Deixe-me ver um mar de mãos! Quero que todos façam barulho!
Quero ouvir alguma revolução por aí, irmãos!
Eu quero ouvir uma pequena revolução!
Irmãos e irmãs, chegou a hora de cada um de vocês decidir se será o problema ou se será a solução! (Isso mesmo!)
Vocês devem escolher, irmãos, vocês devem escolher!
São necessários cinco segundos, cinco segundos de decisão, cinco segundos para realizar o seu propósito aqui no planeta!
Leva cinco segundos para perceber que é hora de se mover, é hora de começar!
Irmãos, é hora de testemunhar e eu quero saber, vocês estão prontos para testemunhar?
Você está pronto? Dou um depoimento para vocês: o MC5!”

Detroit, nos anos 1960, era um caldeirão prestes a explodir. Até que explodiu. Uma cidade operária, berço do automobilismo americano, com uma enorme população preta submetida às leis de segregação racial e à violência policial. Chegou um momento que não deu para segurar: em 1967, uma grande revolta (a maior revolta urbana nos Estados Unidos até hoje), onde a comunidade negra protestou contra a invasão da polícia em um bar clandestino. O resultado foi a morte de 43 pessoas, quase 1200 feridos e mais de 7000 presos.

E é dentro deste contexto que um grupo de garotos, ainda adolescentes, formaram uma banda que se apresentava em sindicatos, pequenas casas de shows e comícios. Tendo como base o rock de garagem, R&B (não podemos esquecer que Motown surgiu em Detroit) e algumas pitadas de jazz e construída a partir de um poderoso duo de guitarras, o MC5 entregava performances incendiárias. Wayne Kramer e Fred “Sonic” Smith eram os cavaleiros das 6 cordas que comandavam essa revolução sonora, que inspirou muita gente do punk, na década seguinte.

O impacto de suas apresentações era tão grande que somente um álbum ao vivo conseguiria captar esta energia – e assim surgiu o álbum de estreia, o ao vivo (gravado em 1968 e lançado no ano seguinte) “Kick Out The Jams”. Logo na abertura, o chamado às armas que abre este post. A partir dali, tudo é energia sonora, caos e revolução.

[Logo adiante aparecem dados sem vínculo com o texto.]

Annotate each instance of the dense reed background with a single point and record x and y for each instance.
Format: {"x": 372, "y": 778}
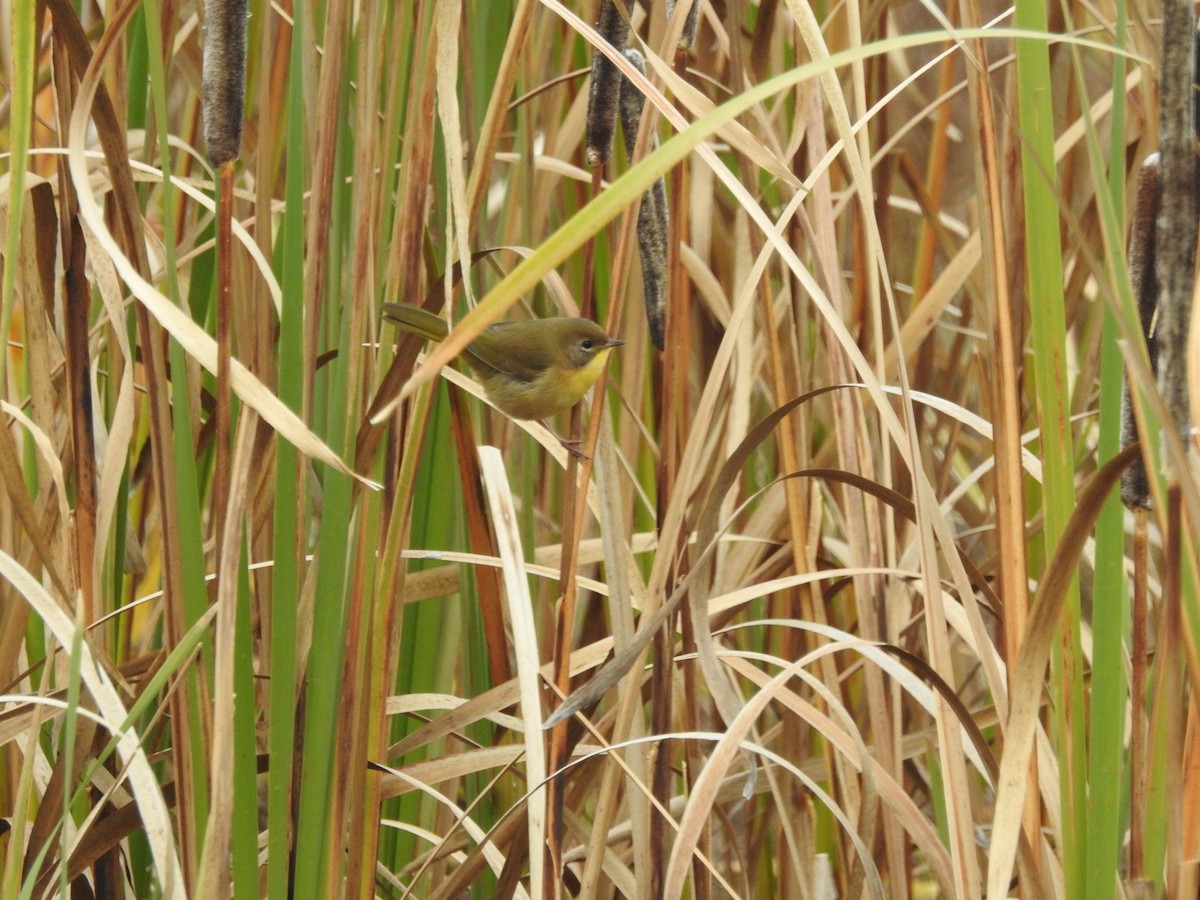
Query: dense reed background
{"x": 264, "y": 630}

O empresário da banda, um ativista chamado John Sinclair, havia fundado o “White Panthers”, um coletivo antifascista e anti-racista, sob inspiração do Partido dos Panteras Negras. Na capa interna de “Kick Out The Jams”, ele escreveu um outro chamado à revolução, que termina com a famosa frase “Kick out the jams, motherfuckers!”, ou “Botem tudo pra fora, filhos da puta!”. Uma cadeia de discos de Detroit se negou a vender o álbum por conta deste “palavrão”. A resposta da banda foi imediata: um anúncio em um jornal, conclamando seus fãs a quebrarem a porta da loja. Bom, foram dispensados pela gravadora.

Depois disso, John Sinclair foi preso por tráfico de drogas e a banda lançou ainda mais dois álbuns, o irregular “Back in The USA” e o bom “High Time”, se separando na sequência. Kramer acabou se envolvendo com venda de drogas e acabou puxando quatro anos em uma prisão federal. Depois deste período, ele participou de diversas formações, duos, trios e quartetos, com colaboração com gente como Johnny Thunders, GG Alin, Was (Not Was), entre outros, além de manter uma carreira solo.

A partir de 1992, passaram a ocorrer reuniões esporádicas do MC5, com seus integrantes sobreviventes (o vocalista Rob Tyner havia morrido no ano anterior). Em 2014, a banda fez um show no Brasil, no Campari Festival e no ano passado, Kramer (na época, o único integrante original vivonr: o baterista Dennis Thompson é o único integrante original da banda, com a morte de Wayne Kramer), anunciou um novo álbum para 2024.

Morto ontem, aos 75 anos, Kramer nunca deixou para trás nem a música, muito menos o ativismo. Inspiração para muita gente, como The Clash, Motorhead, Rage Against the Machine e Living Colour, ele também criou uma entidade “Jail Guitar Doors”, onde providenciava guitarras, workshops e shows em prisões nos Estados Unidos – “Jail Guitar Doors” também é o nome da canção do Clash, inspirada justamente pela prisão de Kramer.

Wayne Kramer did kick the jams, motherfuckers!